Column | Pirates selecting Henry Davis first overall sets them up for success


Image via daveynin, Wikimedia Commons

PNC Park, home of the Pittsburgh Pirates. The Pirates selected Henry Davis with the first overall pick in the 2021 MLB Draft.

By Frankie Richetti, For The Pitt News

The Pittsburgh Pirates finished 19-41 in the 2020 MLB season, resulting in the organization holding the first overall pick in the 2021 MLB Draft.

Pirates General Manager Ben Cherington and the team surprised many Sunday, picking Louisville sophomore catcher Henry Davis with its first overall selection. Davis hit .370 at Louisville along with 15 home runs and 31 walks opposed to just 24 strikeouts across 50 games — MLB scouts widely regard Davis as “the best college bat in the draft.”

After most analysts predicted that the Pirates would go in another direction, many in the fanbase met the pick with disbelief and even disappointment. Some would have preferred others to Davis, but there is no denying that going this route allowed the club to use its financial advantage over other teams. The Pirates also owned the highest bonus pool of any team in this year’s draft. This is where their advantage comes into play.

Each choice in the first ten rounds comes with an assigned value, with the total for a club’s selections equaling what it can spend in those rounds without incurring a penalty,”’s Jim Callis said.

Cherington was adamant that the club would spend every penny of its allotted pool money.

Coming into the draft, many were led to believe that the Pirates would opt to select the No. 1 prospect in the entire draft — Eastlake High School senior shortstop Marcelo Mayer. Not only was Mayer ranked the best prospect in the draft, but many believed he would sign for under the slot value, another attractive reason for the Pirates to select him with their first pick.

The Pirates slot value with its first overall pick was $8,415,300 and their strategy coming into the draft was to sign a player for under this value, so that in later rounds they could go over slot values to maximize its talent.

It seemed inevitable that Mayer would hear his name called by the Pirates.

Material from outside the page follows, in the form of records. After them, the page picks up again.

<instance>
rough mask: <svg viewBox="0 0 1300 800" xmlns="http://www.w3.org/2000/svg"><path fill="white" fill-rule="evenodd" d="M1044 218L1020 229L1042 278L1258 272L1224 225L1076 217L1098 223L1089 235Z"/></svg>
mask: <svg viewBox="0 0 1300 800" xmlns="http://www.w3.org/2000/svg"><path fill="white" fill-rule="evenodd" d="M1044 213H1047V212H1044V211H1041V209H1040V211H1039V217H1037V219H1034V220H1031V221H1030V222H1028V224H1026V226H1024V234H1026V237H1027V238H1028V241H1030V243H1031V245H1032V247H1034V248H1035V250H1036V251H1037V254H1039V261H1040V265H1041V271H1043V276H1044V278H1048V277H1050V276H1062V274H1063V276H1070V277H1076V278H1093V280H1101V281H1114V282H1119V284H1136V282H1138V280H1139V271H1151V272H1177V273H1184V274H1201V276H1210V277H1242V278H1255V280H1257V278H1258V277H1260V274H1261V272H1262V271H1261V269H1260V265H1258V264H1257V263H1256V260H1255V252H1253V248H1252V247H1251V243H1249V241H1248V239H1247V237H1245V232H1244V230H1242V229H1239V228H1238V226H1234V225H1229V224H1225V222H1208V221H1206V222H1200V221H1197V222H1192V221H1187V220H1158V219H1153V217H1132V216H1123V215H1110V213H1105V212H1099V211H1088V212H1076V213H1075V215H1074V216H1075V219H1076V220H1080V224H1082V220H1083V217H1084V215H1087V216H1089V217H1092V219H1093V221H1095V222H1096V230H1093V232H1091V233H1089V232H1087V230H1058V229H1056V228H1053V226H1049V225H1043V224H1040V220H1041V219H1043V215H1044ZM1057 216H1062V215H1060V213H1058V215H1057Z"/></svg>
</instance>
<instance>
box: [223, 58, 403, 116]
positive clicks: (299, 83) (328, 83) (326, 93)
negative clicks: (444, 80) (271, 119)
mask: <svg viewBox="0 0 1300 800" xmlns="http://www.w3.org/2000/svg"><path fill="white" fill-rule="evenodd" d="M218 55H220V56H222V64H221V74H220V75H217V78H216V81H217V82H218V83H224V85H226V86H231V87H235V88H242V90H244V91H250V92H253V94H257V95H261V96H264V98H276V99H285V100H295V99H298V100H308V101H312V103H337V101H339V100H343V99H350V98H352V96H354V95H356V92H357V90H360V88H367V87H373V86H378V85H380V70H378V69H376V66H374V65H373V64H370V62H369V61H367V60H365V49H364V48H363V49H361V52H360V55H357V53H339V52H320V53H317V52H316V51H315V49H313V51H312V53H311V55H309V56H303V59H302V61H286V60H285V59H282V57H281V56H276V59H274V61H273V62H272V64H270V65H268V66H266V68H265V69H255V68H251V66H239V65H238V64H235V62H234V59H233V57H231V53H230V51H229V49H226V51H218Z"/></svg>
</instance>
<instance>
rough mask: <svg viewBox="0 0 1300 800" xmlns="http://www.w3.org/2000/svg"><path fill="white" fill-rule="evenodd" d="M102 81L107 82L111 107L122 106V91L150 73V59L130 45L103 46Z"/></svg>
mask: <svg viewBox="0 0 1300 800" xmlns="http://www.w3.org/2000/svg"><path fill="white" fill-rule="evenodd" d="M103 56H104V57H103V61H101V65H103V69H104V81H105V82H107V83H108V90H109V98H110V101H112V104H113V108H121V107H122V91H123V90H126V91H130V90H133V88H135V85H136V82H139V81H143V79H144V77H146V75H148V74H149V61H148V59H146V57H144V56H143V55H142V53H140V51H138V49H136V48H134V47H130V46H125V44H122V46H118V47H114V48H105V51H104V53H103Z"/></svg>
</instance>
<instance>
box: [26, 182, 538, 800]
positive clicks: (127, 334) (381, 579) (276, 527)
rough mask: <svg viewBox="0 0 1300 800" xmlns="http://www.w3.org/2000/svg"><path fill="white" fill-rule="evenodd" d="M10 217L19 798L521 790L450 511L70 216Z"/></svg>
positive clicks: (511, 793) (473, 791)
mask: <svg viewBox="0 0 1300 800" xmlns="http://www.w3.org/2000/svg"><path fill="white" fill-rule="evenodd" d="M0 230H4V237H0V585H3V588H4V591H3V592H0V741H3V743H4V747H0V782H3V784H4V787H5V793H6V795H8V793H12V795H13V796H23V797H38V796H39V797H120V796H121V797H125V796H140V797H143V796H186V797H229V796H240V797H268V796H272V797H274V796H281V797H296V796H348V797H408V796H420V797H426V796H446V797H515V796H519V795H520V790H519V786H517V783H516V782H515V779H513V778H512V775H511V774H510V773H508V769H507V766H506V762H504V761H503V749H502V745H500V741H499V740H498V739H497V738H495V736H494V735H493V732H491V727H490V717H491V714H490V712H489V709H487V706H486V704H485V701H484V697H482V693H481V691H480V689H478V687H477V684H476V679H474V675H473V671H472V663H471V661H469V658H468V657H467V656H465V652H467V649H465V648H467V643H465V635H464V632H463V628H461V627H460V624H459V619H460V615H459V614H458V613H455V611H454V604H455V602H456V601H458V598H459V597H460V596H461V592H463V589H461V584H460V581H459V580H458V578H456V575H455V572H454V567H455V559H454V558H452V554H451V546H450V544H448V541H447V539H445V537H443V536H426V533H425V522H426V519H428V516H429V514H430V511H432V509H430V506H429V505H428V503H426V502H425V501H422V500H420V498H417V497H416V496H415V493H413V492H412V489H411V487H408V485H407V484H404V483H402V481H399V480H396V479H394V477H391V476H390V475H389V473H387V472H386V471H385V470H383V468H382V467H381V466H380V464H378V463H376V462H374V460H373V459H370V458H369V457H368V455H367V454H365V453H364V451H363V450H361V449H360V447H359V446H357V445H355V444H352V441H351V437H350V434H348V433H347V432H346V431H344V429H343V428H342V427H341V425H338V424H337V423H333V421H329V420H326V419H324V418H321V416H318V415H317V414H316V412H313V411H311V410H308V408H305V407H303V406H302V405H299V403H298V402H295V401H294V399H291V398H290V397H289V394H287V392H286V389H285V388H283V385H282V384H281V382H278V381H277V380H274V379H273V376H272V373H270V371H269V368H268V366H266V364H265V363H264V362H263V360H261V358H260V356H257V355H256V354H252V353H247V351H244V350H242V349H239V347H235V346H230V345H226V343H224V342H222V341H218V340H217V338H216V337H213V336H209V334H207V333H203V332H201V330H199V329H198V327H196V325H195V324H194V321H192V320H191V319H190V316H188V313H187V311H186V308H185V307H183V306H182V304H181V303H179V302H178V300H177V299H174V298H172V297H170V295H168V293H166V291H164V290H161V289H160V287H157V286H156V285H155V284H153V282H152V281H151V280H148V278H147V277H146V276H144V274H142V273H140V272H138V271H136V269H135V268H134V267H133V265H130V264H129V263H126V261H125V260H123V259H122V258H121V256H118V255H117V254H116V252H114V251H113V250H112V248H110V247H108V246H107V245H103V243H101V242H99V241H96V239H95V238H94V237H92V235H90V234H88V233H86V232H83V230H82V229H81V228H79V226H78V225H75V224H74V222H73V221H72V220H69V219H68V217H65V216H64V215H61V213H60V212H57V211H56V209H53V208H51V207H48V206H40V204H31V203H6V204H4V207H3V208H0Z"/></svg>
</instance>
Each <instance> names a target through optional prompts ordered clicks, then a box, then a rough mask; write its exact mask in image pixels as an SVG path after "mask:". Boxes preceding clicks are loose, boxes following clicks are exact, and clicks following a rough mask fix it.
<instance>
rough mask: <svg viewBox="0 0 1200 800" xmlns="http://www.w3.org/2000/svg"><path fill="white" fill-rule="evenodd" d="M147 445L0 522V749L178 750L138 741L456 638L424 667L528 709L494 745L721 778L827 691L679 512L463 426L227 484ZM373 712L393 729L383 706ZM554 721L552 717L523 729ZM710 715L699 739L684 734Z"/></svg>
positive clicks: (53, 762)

But Cherington said in an interview last week that despite much speculation that the team already zeroed in on Mayer, he still did not yet know who they would take with its first pick. He added that that club would let the draft process run its course and evaluate talent all the way until the day of the draft.

It wasn’t Mayer who made his way to the stage with a Pirates hat on, but the team rather found their man in the Louisville backstop. Davis will likely sign for well below slot level — playing a large role in his selection.

No, this doesn’t mean the organization is being cheap.

Signing Davis for less than the first overall pick slot value allows the Pirates to spend money in later rounds over their slot value to convince talented young players to sign.

This strategy isn’t uncommon. The Astros went under the slot value to sign Carlos Correa in 2012 with the first overall pick, when he signed under slot value for $4.8 million — well under the $7.2 million slot value. The Astros then went over the slot to sign Lance McCullers with the 41st pick of that same draft. The Astros went on to win the World Series five years later, with both players playing a key role in the postseason run.

The Pirates were able to draft three first round talents with their next three picks in the draft on the second day of the draft. The Pirates selected three high school players with their next three picks of the day, selecting left-handed pitcher Anthony Solometo with the No. 37 pick, outfielder Lonnie White Jr. with the No. 64 pick and right-handed pitcher Bubba Chandler with the No. 72 pick — all three ranking in Baseball America’s top 32 prospects.

All three players mentioned above have yet to officially sign, but rumors point to them following putting pen to paper in the near future — Solometo and Chandler have already hinted at signing with the club. This wouldn’t be possible without going under the slot to select Davis. That is how you maximize talent in your system, and rebuild a club.

The Pirates have executed this draft about as well as you could possibly ask for. Heading into Day Three, the squad was ranked as having the best draft out of any team in the league.

This strategy isn’t purely about the money though — the Pirates got arguably the best player in the draft in Davis. The site ranks the Pirates as the No. 3 development system in all of baseball pre-draft — the addition of the Louisville catcher only bolsters it further.

According to MLB Pipeline, Davis has a 70 current and raw power grade and also a 70 grade arm, scores that are considered “well above average.”

Teams shouldn’t draft for need in baseball. Unlike many other sports, players drafted to the MLB are usually at least a few years away from competing at the Major League level, and teams can’t predict how a team will look several years down the road. Cherington mentioned after the selection of Davis that he was the best player on their draft board, adhering to this philosophy.

Not only did the Davis pick unlock the potential for an outstanding draft allowing for the team to add more value in later rounds, but the first-team All-American has potential to be an impact player on the next winning team in Pittsburgh as well.

If all goes well, Davis will likely reach the Majors during the prime years of first time All-Star outfielder Bryan Reynolds and franchise cornerstone third-baseman Ke-Bryan Hayes. This, along with the arrival of various other top prospects in the same timeframe, sets the Pirates up for a competitive window that may begin very soon.